Thanks to NetGalley and HMH Books for Young Readers for providing an eARC in exchange for an honest review.
Release Date: March 28th, 2017
Synopsis: Much like Lin-Manuel Miranda did in Hamilton, the New York Times best-selling author David Elliott turns a classic on its head in form and approach, updating the timeless story of Theseus and the Minotaur for a new generation. A rough, rowdy, and darkly comedic young adult retelling in verse, Bull will have readers reevaluating one of mythology’s most infamous monsters.
I wasn’t quite sure what to expect from Bull, but I love David Elliott and anything to do with Greek Mythology, so I knew I had to read this. While I don’t think this will be for everyone, I found it to be both hysterically funny as well as touching and I thoroughly enjoyed it. As the synopsis says, the story is told entirely in verse which takes you a little while to get used to if you haven’t read this style of writing. David Elliott really does a great job with the concept and uses a different style for each character. The humor is provided by Poseidon who is arrogant and snarky yet you can’t help but reluctantly liking him even if he does ruin people’s lives. While this is basically a modernization of the classic story of the Minotaur, what I really loved about this, was that you actually got to hear from him. Asterion is basically doomed from birth through no fault of his own and his voice particularly comes across as both tragic and beautiful.
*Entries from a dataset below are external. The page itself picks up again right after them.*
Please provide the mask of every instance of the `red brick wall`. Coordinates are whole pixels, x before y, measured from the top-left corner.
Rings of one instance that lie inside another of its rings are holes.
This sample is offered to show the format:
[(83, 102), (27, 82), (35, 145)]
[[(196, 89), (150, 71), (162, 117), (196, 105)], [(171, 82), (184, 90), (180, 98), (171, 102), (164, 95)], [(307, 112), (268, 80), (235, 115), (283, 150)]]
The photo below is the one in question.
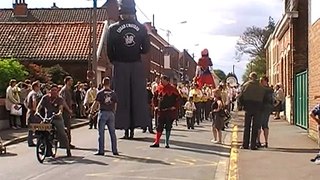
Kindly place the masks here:
[[(320, 20), (315, 22), (309, 29), (309, 111), (320, 102), (315, 100), (315, 95), (320, 95)], [(317, 138), (317, 124), (309, 118), (309, 134)]]

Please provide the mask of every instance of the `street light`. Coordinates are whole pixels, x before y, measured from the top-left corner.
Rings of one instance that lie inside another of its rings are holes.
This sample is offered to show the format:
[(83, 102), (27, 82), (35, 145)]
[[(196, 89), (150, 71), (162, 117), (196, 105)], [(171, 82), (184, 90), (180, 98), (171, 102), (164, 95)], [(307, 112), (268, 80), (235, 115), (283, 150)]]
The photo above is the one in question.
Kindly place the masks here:
[[(188, 23), (188, 21), (181, 21), (181, 22), (179, 22), (177, 24), (186, 24), (186, 23)], [(166, 32), (167, 40), (168, 40), (168, 43), (169, 43), (170, 42), (170, 35), (172, 34), (171, 30), (163, 29), (163, 28), (159, 28), (159, 29)]]

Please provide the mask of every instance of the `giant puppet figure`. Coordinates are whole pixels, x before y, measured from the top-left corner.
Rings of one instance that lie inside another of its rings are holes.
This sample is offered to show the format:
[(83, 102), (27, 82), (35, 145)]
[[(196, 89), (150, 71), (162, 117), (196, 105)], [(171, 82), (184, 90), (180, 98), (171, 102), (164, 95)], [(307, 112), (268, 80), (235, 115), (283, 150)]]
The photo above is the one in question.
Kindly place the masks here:
[(212, 88), (216, 87), (215, 76), (210, 71), (212, 66), (211, 58), (209, 57), (208, 49), (201, 51), (201, 58), (198, 61), (196, 76), (194, 78), (195, 83), (201, 88), (203, 85), (211, 85)]
[[(134, 128), (150, 125), (146, 77), (141, 54), (150, 49), (147, 29), (136, 20), (134, 0), (120, 0), (120, 21), (108, 30), (107, 54), (114, 66), (114, 90), (118, 96), (116, 129), (125, 129), (124, 138), (134, 136)], [(129, 133), (130, 130), (130, 133)]]

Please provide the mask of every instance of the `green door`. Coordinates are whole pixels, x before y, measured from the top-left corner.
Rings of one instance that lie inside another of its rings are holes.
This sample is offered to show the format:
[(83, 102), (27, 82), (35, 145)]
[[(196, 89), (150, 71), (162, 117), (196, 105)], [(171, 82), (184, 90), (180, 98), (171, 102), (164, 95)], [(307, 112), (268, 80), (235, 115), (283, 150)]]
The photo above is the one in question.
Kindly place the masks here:
[(308, 73), (296, 75), (294, 83), (294, 122), (297, 126), (308, 128)]

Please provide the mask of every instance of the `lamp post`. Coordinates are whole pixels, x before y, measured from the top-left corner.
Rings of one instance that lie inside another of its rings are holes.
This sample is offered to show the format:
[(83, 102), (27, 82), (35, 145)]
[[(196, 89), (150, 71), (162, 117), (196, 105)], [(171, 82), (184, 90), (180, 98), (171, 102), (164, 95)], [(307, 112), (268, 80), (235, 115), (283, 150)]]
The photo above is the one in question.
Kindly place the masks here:
[(92, 68), (94, 72), (94, 81), (98, 86), (97, 80), (97, 69), (98, 69), (98, 58), (97, 58), (97, 0), (93, 0), (93, 18), (92, 18)]
[[(186, 23), (188, 23), (188, 21), (181, 21), (181, 22), (179, 22), (179, 23), (177, 23), (177, 24), (186, 24)], [(167, 41), (168, 41), (168, 43), (169, 43), (169, 42), (170, 42), (170, 35), (172, 34), (171, 30), (169, 30), (169, 29), (162, 29), (162, 28), (159, 28), (159, 29), (166, 32)]]

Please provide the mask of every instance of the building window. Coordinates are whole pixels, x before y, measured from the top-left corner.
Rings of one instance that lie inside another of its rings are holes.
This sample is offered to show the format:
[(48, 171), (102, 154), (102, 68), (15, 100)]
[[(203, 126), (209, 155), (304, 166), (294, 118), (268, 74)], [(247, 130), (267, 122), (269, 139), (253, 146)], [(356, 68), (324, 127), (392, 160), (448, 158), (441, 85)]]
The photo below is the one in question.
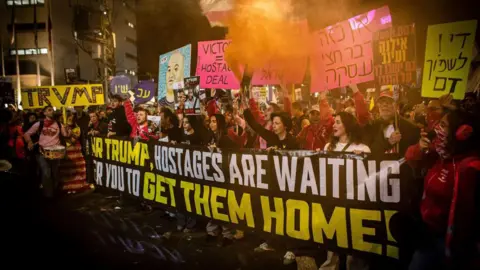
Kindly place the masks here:
[(45, 0), (7, 0), (7, 6), (44, 5)]
[(128, 25), (128, 27), (135, 28), (135, 25), (133, 25), (133, 23), (129, 22), (128, 20), (125, 20), (125, 23)]
[(135, 76), (136, 72), (135, 72), (135, 70), (125, 69), (125, 74), (130, 74), (132, 76)]
[(137, 46), (137, 41), (131, 37), (125, 37), (125, 41)]
[(10, 50), (10, 55), (37, 55), (37, 54), (48, 54), (47, 48), (38, 48), (38, 49), (18, 49)]
[[(45, 23), (37, 23), (36, 25), (37, 31), (45, 31), (47, 29), (47, 25)], [(7, 26), (8, 31), (13, 31), (13, 25), (9, 24)], [(34, 23), (16, 23), (15, 24), (15, 31), (17, 32), (33, 32), (35, 31), (35, 24)]]
[(132, 60), (137, 60), (137, 56), (131, 53), (125, 53), (125, 57), (130, 58)]

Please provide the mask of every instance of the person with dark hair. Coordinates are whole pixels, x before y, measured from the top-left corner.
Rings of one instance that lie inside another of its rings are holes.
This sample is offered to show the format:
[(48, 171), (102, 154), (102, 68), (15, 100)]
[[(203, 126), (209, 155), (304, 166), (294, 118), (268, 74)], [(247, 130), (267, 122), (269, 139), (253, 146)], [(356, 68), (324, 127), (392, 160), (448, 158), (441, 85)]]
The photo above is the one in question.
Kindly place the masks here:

Just to give you an example, here’s a passage from when he’s 14:
I wonder if I’ll ever understand
What I am or what one day I’ll be.
A gross monstrosity?
Minos says I’m nothing more than Nothing.
Can Nothing take a form and call it me?
But Nothing is ever what it seems.
Watch Nothing laugh.
See Nothing cry.
Hear Nothing scream.
Yep. My heart broke for him at that point. I also loved the relationship between him and his half-sister Ariadne who is determined to rescue him from the maze. Bull is a fast read (I finished it in less than an hour), that I think will appeal to older teens and adults who enjoy Greek Mythology. It perfectly captures the mercilessness of Poseidon, the fury of Minos, the insanity of Pasiphae and the self-loathing of Asterion. Because of the original subject matter and some fairly salty language, I recommend this for high-schoolers and older.